Naomi Girma joked about not receiving a settlement check from the U.S. women’s national team’s equal pay lawsuit.
“I was like, ‘Be grateful you don’t!’” Alex Morgan said. “You just get equal.”
Thanks to the legal efforts of the 2015 and 2019 World Cup squads, USWNT players enter this year’s tournament with something they didn’t have before: equal pay and working conditions.
“Having charter flights, having the best hotels, having all the recovery resources, having the money to provide that for players gives us the best opportunity to perform at our best and keep up with the level on the field that increases year over year,” Megan Rapinoe told reporters Tuesday. “We’re fortunate to have that and we fought a lot for that over the years. To have an environment that allows for every team in the tournament to reach their full potential, that’s what it’s all about.”
The USWNT settled its equal pay lawsuit for $24 million in February 2022. In May, the players association announced a historic collective bargaining agreement with U.S. Soccer, one that guarantees equal pay and working conditions with the men’s national team.
Now the rest of the world needs to catch up. This year, $110 million will be handed out in prize money at the World Cup. That number is just a quarter of the $440 million paid to the men’s teams in last year’s World Cup.
But it’s a big jump from the $30 million purse in 2019. FIFA also announced earlier this year that some prize money will go directly to World Cup players instead of their federations. And they’ve promised more money in the future, Alex Morgan called surprising.
“We still have a ways to go, but having them direct payments to the players is huge,” she said. “I mean, it’s a life changing thing for some of these players entering the tournament.”
Still, the fight continues, as other national teams don’t have similar deals in place to the USWNT.

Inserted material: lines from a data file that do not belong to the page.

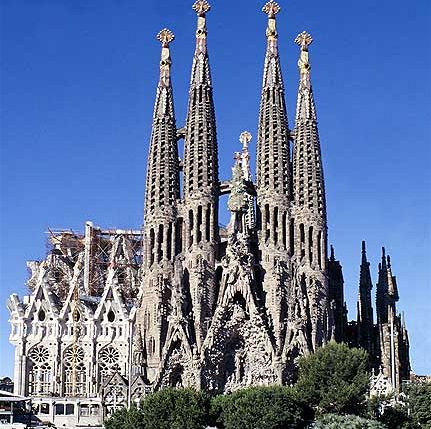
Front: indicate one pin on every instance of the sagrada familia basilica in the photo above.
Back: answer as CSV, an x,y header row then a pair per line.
x,y
115,314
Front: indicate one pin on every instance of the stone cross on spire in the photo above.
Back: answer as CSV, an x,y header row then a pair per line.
x,y
165,37
271,9
245,138
304,40
201,7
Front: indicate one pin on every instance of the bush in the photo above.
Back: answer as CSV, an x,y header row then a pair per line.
x,y
126,419
333,421
419,403
175,409
334,379
274,407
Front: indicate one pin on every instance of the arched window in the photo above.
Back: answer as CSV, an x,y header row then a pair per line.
x,y
40,371
74,371
108,362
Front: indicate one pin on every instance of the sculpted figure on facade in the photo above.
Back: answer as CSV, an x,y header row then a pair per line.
x,y
115,314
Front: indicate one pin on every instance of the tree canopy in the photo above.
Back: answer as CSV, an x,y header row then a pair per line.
x,y
333,421
273,407
175,409
126,418
335,379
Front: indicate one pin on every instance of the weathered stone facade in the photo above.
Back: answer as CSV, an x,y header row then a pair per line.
x,y
114,314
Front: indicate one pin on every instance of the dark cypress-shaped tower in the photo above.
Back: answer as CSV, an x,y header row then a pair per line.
x,y
273,182
201,183
162,193
309,213
365,309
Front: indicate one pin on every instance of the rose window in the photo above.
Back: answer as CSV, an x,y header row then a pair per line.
x,y
74,355
109,356
39,354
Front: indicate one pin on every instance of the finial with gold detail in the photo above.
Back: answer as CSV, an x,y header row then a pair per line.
x,y
201,7
165,37
245,138
271,8
304,40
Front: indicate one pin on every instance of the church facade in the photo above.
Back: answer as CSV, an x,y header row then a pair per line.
x,y
115,314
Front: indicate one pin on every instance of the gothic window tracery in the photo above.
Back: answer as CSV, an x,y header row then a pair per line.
x,y
108,361
74,371
40,371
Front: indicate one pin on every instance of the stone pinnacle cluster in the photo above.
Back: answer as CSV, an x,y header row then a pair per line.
x,y
114,314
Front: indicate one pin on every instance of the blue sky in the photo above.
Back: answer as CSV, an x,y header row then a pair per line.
x,y
77,90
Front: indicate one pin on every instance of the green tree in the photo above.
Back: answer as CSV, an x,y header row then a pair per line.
x,y
333,421
335,379
175,409
124,418
419,404
274,407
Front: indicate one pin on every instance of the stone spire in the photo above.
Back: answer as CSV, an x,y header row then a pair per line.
x,y
310,230
365,309
250,216
309,189
273,182
163,185
200,158
162,193
385,291
273,156
201,183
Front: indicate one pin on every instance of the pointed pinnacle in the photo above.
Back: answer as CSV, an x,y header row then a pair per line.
x,y
245,138
304,40
165,37
201,7
271,8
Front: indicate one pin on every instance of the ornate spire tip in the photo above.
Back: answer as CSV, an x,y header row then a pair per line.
x,y
271,8
245,138
165,37
201,7
304,40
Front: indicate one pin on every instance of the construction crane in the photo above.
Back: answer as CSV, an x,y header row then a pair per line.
x,y
75,338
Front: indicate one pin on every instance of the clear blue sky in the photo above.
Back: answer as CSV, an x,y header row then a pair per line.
x,y
77,90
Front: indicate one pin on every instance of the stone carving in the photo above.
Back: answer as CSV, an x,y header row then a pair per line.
x,y
186,302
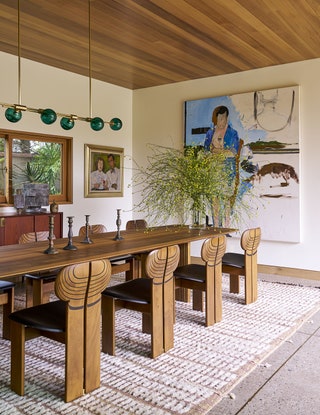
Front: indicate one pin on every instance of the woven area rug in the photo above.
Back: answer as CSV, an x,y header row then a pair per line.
x,y
203,367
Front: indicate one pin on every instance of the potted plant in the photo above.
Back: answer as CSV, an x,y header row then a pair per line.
x,y
181,185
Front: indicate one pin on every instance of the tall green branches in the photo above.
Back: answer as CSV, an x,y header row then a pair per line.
x,y
174,182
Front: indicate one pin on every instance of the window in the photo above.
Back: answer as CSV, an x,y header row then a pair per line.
x,y
35,158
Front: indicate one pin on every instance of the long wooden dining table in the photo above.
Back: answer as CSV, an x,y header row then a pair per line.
x,y
17,260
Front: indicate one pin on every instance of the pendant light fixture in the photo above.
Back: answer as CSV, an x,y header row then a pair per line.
x,y
48,116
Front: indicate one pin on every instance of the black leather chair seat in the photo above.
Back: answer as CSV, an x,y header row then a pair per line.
x,y
5,285
191,272
236,260
136,291
46,276
121,258
48,317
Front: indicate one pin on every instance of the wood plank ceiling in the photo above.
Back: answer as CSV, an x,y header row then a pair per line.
x,y
144,43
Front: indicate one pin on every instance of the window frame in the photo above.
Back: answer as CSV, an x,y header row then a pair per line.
x,y
66,195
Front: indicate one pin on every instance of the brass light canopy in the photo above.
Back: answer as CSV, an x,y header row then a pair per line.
x,y
48,116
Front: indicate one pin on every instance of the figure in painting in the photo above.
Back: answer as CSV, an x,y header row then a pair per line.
x,y
222,138
113,174
98,178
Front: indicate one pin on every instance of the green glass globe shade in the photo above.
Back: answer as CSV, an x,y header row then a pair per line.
x,y
48,116
97,123
115,124
12,115
66,123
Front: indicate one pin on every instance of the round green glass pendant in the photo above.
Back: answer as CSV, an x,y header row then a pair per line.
x,y
66,123
97,123
48,116
115,124
12,115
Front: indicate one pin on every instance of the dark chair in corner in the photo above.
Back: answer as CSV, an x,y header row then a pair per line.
x,y
153,296
7,301
38,285
205,278
74,321
244,264
136,225
123,263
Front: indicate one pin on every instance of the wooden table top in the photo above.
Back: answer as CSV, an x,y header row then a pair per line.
x,y
20,259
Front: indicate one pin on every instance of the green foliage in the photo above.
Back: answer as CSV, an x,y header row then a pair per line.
x,y
177,181
45,167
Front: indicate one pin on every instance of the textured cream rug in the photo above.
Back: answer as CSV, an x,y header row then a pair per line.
x,y
204,365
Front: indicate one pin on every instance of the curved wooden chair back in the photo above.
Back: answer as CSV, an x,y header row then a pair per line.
x,y
152,296
34,237
98,228
250,240
245,264
161,263
136,224
213,250
205,279
80,286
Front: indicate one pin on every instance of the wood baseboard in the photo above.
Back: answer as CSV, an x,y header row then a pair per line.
x,y
277,270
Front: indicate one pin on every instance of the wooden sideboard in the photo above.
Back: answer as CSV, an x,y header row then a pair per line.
x,y
12,225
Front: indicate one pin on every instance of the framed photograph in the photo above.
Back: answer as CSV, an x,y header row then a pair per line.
x,y
103,170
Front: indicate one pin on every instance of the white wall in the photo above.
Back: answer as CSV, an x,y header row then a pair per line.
x,y
158,118
46,87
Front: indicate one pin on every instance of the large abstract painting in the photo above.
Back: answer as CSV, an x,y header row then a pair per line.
x,y
263,127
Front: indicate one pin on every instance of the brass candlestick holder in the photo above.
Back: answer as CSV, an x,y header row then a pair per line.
x,y
118,237
87,239
51,250
70,246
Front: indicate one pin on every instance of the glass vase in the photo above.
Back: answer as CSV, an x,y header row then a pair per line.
x,y
198,219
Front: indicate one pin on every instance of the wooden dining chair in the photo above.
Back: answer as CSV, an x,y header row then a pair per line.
x,y
205,279
153,296
7,301
39,285
122,263
139,263
73,320
245,264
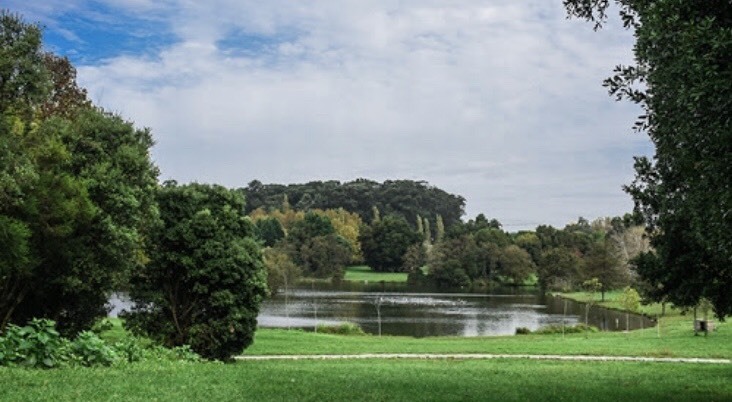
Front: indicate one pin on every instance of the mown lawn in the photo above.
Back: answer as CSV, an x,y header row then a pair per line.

“The vibe is still the same, the vibe has been the same since 100 years ago. Just wanting to constantly strive for whatever the next thing is,” Rapinoe said. “This is not a team that does any sort of resting on its laurels, it’s always about the next game, the next area of progress, the next thing we can fight for using our platform and continuing on the field to be the best team that we possibly can.
“Being one of the best teams in the world, you’re always on that razor’s edge. The on-field is the most important thing and that’s been the fuel for the team always: striving to win every single game whether in practice or on the field.”
Seasoned USWNT veterans, including Rapinoe and Morgan, do appreciate that the next generation of stars, such as 23-year-old Girma, will benefit from their victories to this point.
“Some of the players on the team now are never going to experience inequalities as a professional athlete under U.S. Soccer,” Morgan said.
Morgan will enter this year’s tournament as a mom for the first time. Already she’s the highest-scoring mother in USWNT history, having passed Joy Fawcett in February. She’s joined by Julie Ertz and Crystal Dunn in the USWNT World Cup moms club.
“I’m really grateful for the women before me that fought for mom athletes. Joy Fawcett was the OG in that, and she had way less resources and support and was able to somehow become world champion and do many great things to create the legacy she has today,” Morgan said. “I have fought hard for female athletes to get the support and resources needed to continue to stay at the top of our game after having children.”